The runners had been removed from his beautiful sleigh,
because the ruts were deemed dangerous by the EPA,
And millions of people were calling the Cops,
when they heard sled noises upon their roof tops.
Second-hand smoke from his pipe, had his workers quite frightened,
and his fur trimmed red suit was called “unenlightened”.
To show you the strangeness of today’s ebbs and flows,
Rudolf was suing over unauthorized use of his nose.
He went to Geraldo, in front of the Nation,
demanding millions in over-due workers compensation.
So…half of the reindeer were gone, and his wife
who suddenly said she’d had enough of this life,
joined a self help group, packed and left in a whiz,
demanding from now on that her title was Ms.
And as for gifts…why, he’d never had the notion
that making a choice could cause such commotion.
Nothing of leather, nothing of fur…
Which meant nothing for him or nothing for her.
Nothing to aim, Nothing to shoot,
Nothing that clamored or made lots of noise.
Nothing for just girls and nothing for just boys.

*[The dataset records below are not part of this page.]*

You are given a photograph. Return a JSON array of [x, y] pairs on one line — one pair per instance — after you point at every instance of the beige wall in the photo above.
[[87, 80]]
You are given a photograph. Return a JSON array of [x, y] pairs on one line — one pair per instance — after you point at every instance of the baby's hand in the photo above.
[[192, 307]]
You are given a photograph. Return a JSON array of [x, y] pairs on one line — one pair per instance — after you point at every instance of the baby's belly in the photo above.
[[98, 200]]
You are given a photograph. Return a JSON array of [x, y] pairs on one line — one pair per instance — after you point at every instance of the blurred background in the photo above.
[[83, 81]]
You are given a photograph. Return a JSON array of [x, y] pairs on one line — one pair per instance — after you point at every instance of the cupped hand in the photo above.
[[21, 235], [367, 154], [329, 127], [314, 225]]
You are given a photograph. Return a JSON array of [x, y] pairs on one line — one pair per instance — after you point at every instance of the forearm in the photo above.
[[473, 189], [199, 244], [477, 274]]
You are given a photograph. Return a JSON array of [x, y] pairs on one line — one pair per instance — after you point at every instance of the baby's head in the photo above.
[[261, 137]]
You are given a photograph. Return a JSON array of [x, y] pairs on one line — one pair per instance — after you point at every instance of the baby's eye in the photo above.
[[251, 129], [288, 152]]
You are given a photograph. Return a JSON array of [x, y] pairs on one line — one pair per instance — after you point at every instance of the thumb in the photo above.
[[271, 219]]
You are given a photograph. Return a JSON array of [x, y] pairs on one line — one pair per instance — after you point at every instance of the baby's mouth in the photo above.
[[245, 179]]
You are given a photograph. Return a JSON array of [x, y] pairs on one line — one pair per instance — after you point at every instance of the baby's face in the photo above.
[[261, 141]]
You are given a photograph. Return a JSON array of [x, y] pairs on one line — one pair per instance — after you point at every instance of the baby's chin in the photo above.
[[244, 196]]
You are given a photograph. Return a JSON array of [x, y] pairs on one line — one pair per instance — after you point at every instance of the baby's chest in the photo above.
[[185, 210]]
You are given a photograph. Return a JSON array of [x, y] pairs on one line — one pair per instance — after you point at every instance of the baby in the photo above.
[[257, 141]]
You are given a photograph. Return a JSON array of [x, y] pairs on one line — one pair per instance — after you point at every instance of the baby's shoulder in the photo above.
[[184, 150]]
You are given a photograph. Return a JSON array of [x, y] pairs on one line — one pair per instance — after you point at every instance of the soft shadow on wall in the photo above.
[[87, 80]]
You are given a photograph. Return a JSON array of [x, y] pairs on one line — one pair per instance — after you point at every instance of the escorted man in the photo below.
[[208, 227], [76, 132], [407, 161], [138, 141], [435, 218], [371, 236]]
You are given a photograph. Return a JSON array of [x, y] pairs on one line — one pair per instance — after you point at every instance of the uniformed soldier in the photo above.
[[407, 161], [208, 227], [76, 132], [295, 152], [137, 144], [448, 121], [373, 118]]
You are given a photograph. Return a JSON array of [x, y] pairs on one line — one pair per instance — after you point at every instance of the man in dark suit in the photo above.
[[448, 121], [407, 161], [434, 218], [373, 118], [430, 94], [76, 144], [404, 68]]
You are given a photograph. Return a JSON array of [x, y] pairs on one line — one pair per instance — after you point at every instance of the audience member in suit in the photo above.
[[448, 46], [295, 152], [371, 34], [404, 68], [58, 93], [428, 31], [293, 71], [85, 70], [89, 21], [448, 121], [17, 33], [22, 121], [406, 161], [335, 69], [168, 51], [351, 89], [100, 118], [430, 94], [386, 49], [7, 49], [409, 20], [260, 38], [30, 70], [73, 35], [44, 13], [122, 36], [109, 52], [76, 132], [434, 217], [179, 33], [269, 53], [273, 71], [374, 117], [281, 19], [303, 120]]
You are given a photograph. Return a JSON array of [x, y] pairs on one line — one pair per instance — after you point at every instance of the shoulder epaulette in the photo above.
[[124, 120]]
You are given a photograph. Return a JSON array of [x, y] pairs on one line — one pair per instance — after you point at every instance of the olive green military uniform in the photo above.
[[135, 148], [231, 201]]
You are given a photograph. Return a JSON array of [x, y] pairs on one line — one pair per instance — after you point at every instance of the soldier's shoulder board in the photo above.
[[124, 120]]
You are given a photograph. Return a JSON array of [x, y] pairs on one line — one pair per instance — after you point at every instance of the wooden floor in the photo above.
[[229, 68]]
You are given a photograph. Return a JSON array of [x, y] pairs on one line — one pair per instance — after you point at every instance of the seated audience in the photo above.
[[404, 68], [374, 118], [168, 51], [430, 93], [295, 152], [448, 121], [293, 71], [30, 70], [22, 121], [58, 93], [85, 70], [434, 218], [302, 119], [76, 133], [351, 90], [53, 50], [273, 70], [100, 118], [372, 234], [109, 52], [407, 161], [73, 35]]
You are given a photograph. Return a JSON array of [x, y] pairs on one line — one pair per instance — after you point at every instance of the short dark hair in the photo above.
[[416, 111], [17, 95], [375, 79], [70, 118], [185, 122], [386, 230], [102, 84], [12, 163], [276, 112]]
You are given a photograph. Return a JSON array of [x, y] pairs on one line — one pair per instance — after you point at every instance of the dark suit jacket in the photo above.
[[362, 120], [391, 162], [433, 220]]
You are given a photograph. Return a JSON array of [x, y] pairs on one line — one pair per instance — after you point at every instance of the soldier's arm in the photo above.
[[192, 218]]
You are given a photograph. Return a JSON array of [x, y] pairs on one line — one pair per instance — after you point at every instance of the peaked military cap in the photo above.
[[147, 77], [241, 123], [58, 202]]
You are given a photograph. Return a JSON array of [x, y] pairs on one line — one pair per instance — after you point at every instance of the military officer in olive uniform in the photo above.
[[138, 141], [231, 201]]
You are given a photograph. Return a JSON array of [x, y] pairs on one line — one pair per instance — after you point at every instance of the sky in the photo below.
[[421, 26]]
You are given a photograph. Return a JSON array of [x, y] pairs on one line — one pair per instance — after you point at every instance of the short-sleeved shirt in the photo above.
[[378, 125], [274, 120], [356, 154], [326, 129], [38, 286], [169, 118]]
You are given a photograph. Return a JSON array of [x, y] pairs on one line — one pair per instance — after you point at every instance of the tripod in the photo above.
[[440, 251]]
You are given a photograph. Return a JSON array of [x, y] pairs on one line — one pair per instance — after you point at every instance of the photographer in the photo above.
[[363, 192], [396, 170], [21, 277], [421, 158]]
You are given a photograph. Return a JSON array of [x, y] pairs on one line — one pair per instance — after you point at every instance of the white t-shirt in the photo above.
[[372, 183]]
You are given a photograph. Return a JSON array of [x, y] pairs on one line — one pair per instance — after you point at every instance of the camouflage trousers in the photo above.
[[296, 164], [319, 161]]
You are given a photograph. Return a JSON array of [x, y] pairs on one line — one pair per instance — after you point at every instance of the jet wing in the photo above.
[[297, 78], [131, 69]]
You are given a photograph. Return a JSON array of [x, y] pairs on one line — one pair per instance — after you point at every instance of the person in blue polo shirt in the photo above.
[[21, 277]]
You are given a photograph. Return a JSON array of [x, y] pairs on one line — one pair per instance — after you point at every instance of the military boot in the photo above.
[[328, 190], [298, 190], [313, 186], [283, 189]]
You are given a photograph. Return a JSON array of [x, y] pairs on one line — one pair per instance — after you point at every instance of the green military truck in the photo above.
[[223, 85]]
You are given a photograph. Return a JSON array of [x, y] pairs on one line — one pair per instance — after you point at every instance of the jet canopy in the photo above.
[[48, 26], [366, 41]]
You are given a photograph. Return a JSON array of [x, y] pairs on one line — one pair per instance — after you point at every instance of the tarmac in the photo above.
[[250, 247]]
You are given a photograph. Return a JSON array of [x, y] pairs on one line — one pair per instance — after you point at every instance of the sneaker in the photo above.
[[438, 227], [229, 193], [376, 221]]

Nothing that claimed to be gender specific,
Nothing that’s warlike or non-pacifistic.
No candy or sweets…they were bad for the tooth.
Nothing that seemed to embellish upon the truth.
And fairy tales…while not yet forbidden,
were like Ken and Barbie, better off hidden,
for they raised the hackles of those psychological,
who claimed the only good gift was one ecological.
No baseball, no football…someone might get hurt,
besides – playing sports exposed kids to dirt.
Dolls were said to be sexist and should be passe.
and Nintendo would rot your entire brain away.
So Santa just stood there, disheveled and perplexed,
he just couldn’t figure out what to do next?
He tried to be merry he tried to be gay,
but you must have to admit he was having a very bad day.
His sack was quite empty, it was flat on the ground,
nothing fully acceptable was anywhere to be found.
Something special was needed, a gift that he might,
give to us all, without angering the left or the right.
A gift that would satisfy – with no indecision,
each group of people in every religion.
Every race, every hue,
everyone, everywhere…even you!
So here is that gift, it’s price beyond worth…
“May you and your loved ones enjoy peace on Earth.”